Using G & G with Polyhedra

Last update=16 May, 2006

Above is a typical polyhedron window containing a 3D polyhedron. The vertices and edges of a polyhedron form a planar graph, called the skeleton of the polyhedron. The window shows the number of vertices, edges, and faces of a polyhedron. A polyhedron is convex if, given any two points P,Q, within the polyhedron, all points of the line segment PQ are also contained in the polyhedron. G&G prefers convex polyhedra, but can sometimes also draw non-convex polyhedra.

The coordinates of the vertices are stored as floating point triples (x,y,z). The x and y axes meet in the centre of the window, and the z-axis points straight out of the screen. The "origin" of the polyhedron is its centre -- the average of the coordinates of its vertices. A polyhedron window is always interpreted to represent the region of space slightly larger than the unit cube. The "scale factor" shown in the window is the factor by which the coordinates have been multiplied in the current display of the polyhedron. The polyhedron is viewed from a point on the z-axis, looking towards the origin. Currently the view point is restricted to be on the z-axis, but can be moved closer or further from the polyhedron. The light source is also located at the view point.

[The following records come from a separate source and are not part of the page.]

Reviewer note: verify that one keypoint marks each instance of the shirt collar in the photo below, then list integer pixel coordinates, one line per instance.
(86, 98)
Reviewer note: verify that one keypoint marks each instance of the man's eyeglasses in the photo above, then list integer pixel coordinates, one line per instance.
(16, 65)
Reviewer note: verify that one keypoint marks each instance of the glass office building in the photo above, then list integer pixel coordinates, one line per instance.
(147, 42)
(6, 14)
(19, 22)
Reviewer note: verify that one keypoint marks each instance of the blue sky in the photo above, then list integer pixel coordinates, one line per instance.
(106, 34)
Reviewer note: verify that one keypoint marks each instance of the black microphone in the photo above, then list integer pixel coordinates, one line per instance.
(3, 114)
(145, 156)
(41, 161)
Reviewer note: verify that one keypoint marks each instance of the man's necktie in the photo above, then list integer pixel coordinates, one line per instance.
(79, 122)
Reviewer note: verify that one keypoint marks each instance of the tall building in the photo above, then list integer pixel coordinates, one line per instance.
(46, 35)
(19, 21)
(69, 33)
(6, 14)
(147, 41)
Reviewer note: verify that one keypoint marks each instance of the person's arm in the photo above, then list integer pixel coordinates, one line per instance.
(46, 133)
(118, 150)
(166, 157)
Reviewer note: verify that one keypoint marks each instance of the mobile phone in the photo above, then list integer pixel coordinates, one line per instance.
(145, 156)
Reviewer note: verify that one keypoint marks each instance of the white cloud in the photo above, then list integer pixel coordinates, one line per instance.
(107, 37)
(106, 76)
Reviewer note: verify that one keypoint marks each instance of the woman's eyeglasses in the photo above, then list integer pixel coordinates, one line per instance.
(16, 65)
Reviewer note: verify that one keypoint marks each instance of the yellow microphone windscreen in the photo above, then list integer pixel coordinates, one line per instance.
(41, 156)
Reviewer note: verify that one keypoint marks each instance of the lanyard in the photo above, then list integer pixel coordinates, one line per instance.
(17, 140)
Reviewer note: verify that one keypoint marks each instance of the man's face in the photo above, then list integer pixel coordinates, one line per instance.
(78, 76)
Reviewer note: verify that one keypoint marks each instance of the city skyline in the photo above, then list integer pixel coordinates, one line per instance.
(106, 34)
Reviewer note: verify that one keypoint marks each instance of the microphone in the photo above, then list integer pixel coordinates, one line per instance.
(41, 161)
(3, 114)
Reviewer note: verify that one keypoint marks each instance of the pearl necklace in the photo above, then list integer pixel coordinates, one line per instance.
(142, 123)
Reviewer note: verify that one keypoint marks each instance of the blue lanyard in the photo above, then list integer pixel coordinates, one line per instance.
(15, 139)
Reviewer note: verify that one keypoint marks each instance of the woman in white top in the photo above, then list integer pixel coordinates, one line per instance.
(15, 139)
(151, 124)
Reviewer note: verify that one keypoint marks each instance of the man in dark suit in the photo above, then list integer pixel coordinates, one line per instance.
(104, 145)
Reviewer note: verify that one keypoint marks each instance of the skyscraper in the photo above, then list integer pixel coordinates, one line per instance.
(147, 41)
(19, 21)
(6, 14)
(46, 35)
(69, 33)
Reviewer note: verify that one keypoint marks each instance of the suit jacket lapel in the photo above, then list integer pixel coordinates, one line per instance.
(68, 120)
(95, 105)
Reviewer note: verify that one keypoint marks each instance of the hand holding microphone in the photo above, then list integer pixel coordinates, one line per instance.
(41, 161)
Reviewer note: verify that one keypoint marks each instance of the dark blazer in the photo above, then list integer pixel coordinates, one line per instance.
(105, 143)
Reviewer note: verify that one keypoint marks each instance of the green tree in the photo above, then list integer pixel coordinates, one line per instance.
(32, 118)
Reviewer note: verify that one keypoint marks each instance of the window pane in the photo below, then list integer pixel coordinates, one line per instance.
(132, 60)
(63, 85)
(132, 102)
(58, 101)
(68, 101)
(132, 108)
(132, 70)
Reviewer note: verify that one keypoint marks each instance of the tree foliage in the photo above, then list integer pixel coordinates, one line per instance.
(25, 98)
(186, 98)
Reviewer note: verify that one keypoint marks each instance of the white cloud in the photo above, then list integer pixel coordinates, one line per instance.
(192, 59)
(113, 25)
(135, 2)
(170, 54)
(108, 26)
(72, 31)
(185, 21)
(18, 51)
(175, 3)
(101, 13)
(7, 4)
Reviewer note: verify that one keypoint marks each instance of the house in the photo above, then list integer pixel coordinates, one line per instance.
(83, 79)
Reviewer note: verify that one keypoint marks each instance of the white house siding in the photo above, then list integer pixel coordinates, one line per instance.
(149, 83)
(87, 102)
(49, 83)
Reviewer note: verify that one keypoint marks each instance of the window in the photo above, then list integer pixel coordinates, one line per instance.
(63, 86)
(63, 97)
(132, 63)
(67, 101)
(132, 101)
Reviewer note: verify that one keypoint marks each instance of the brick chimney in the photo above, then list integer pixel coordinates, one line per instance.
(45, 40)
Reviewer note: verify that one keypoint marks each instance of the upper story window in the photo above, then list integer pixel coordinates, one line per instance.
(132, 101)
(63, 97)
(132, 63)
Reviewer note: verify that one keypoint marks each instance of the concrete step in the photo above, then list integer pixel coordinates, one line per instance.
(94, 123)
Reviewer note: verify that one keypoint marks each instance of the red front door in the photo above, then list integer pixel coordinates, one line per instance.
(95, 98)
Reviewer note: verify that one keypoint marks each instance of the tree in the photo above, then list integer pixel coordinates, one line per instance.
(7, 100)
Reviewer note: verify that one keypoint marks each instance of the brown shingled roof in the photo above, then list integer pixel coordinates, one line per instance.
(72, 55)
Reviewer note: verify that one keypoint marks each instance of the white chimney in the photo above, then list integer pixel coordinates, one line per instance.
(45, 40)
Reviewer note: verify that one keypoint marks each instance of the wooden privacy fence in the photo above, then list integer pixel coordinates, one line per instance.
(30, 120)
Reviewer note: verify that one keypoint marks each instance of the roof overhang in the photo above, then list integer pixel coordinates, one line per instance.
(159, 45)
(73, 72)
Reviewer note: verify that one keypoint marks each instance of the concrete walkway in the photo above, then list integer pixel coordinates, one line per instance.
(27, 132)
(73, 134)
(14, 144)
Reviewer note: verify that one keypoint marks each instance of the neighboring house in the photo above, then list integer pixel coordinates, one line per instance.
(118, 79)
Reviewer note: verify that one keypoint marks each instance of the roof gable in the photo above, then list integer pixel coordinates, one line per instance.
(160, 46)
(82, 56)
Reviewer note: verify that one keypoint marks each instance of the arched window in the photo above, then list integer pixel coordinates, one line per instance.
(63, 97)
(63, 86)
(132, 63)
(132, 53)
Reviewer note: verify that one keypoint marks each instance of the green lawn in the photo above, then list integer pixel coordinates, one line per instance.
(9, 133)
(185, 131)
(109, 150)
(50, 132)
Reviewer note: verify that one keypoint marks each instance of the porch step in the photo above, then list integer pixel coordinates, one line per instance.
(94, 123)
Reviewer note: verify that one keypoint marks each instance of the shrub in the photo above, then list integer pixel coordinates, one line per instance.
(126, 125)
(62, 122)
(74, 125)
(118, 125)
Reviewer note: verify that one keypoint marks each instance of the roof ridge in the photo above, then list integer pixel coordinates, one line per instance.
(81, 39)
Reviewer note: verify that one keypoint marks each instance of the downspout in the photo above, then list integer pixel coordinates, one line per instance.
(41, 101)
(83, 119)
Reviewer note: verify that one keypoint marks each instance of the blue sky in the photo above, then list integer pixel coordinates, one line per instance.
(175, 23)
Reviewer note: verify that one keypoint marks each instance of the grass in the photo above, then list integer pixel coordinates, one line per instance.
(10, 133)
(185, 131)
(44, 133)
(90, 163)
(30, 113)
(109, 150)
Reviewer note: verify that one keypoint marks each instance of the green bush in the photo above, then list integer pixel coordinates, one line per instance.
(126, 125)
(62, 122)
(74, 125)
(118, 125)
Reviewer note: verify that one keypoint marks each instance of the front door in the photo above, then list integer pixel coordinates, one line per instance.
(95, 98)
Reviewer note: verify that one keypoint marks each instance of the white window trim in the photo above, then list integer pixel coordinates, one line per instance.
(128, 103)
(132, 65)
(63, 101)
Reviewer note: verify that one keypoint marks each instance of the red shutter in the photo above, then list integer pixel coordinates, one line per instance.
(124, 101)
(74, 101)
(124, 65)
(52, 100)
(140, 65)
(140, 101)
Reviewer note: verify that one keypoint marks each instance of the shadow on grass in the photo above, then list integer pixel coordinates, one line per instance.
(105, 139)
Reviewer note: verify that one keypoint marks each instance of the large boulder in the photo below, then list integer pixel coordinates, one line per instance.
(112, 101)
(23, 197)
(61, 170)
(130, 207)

# Polyhedron Functions Available in G&G 3.2

### Rotate Polyhedron

A polyhedron can be rotated by using the numeric keypad. The numbers 0..9 cause the polyhedron to be rotated by 5 degrees. If the shift key is pressed, the rotation is by 1/2 degree.

### Zoom Polyhedron

Use the up/down arrow keys to zoom a polyhedron. This changes the scale factor shown in the window.

### Move View Point

The view point for a polyhderon is initially a point on the z-axis, looking toward the origin. Use the right/left arrow keys to move the view point further away/closer to the origin.

### Dual Polyhedron

Construct the dual polyhedron whose vertices correspond to the faces of the original polyhedron.

### Truncate Corners

Every vertex of X is truncated -- that is, a plane is intersected with the polyhedron local to each vertex. The result is a new polyhedron.

### Convex Hull

Given a set of data points (x_i, y_i, z_i), where i=1,2,...,n, the convex hull is the smallest convex polyhedron containing all the points. Given an input file of data points, G&G will compute the convex hull as a polyhedron. The algorithm used is the 3D Incremental Algorithm.